Discussion menée par Lucie Camous, chercheuse et commissaire d’exposition qui vise à créer des espaces de discussion et de réflexion qui permettent de penser collectivement les façons dont artistes, militant·es, chercheur·euses peuvent concevoir des démarches esthétiques et des grilles de lecture, afin de penser et d’exprimer les luttes antivalidistes.

Horaires

Tout public

Programme

Ce projet, lors d’un colloque de 2 jours à l’ENS de Lyon durant l’année universitaire 2022-2023, a déjà obtenu le soutien du Laboratoire d’Etudes de Genre et de Sexualité (LEGS, UMR 8238) et du Centre Max Weber (CMW, UMR 5238).

Des discussions sont en cours avec l’Office National pour la Diffusion des Arts, pour inscrire ce colloque dans la continuité du Cycle Handicap et Danse que l’O.N.D.A. et le British Council avait organisés, par visioconférence, en 2020-2021. Ce Cycle, auquel No Anger a déjà participé, traitait de l’invisibilisation des danseuses et danseurs handicapés et des biais (institutionnels, sociaux, spatiaux) qui entravent la présence de ces artistes sur l’espace scénique.
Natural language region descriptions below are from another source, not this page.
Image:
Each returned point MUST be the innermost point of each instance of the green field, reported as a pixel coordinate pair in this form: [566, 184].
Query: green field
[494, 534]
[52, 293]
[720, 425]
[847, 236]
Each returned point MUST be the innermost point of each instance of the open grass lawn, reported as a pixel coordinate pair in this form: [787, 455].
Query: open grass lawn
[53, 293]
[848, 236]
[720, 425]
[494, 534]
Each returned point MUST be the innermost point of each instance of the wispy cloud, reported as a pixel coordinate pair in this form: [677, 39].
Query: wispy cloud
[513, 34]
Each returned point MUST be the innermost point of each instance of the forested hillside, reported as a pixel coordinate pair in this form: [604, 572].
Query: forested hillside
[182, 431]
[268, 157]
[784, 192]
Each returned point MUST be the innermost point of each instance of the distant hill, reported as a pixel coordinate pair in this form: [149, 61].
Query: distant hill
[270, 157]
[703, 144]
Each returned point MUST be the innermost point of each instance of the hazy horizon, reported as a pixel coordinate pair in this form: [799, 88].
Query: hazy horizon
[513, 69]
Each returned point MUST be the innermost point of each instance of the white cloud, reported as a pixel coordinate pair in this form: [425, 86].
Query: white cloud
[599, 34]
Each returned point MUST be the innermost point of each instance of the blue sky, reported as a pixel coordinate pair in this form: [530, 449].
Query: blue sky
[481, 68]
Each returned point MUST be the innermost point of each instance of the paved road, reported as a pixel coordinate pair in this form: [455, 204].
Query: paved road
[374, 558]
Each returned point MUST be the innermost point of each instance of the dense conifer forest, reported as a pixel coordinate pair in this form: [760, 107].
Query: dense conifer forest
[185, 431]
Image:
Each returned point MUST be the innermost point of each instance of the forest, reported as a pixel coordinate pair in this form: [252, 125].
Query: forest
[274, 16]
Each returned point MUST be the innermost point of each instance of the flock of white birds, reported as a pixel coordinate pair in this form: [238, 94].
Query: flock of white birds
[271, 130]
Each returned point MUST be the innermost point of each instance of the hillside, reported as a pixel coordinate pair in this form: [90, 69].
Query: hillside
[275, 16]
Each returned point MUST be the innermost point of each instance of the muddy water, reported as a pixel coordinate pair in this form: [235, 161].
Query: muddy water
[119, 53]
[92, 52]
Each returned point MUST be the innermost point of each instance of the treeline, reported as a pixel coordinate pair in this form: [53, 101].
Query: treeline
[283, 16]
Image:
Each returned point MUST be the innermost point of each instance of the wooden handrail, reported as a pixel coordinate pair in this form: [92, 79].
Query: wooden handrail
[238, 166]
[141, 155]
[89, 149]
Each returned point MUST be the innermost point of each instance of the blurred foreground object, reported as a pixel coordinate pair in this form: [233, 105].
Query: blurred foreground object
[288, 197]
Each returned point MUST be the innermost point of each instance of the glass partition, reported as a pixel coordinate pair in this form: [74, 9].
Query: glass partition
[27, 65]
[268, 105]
Dans la perspective d’une collaboration avec l’O.N.D.A, l’organisation de ce colloque permettrait d’offrir, à ceux et celles qui ont participé au Cycle Handicap et Danse, un temps d’échanges et de création dans un espace réel, ce qui n’avait jusqu’alors pas été possible, du fait du contexte épidémique. Le cycle conviait chercheur·euses, militant·es et artistes à repenser une historiographie qui n’invisibilise pas les mobilisations des personnes handicapées (Gildas Bregain, chargé de recherches au CNRS ; Jérôme Bas, chargé d’étude au Céreq ; Cécile Morin, doctorante en histoire ; Elisabeth Auerbacher, cofondatrice en mai 1973 du Comité de Lutte Handicapés), à exposer des pratiques de recherche qui se fondent sur l’expérience d’un corps handicapé (Anaïs Choulet-Vallet, doctorante en philosophie ; Marion Ink, docteure en sociologie et chargée de recherche à l’INSERM ; Charlotte Puiseux, docteure en psychologie et philosophie), à examiner les prismes dominants par lesquels la culture hégémonique perçoit les corps handicapés (Elena Chamorro, PRAG à l’Université AixMarseille) et à discuter des pratiques militantes et artistiques actuelles (Odile Maurin, présidente de l’association toulousaine Handi-Social ; Magali Saby, danseuse et comédienne ; Rizzo Boring, dessinatrice).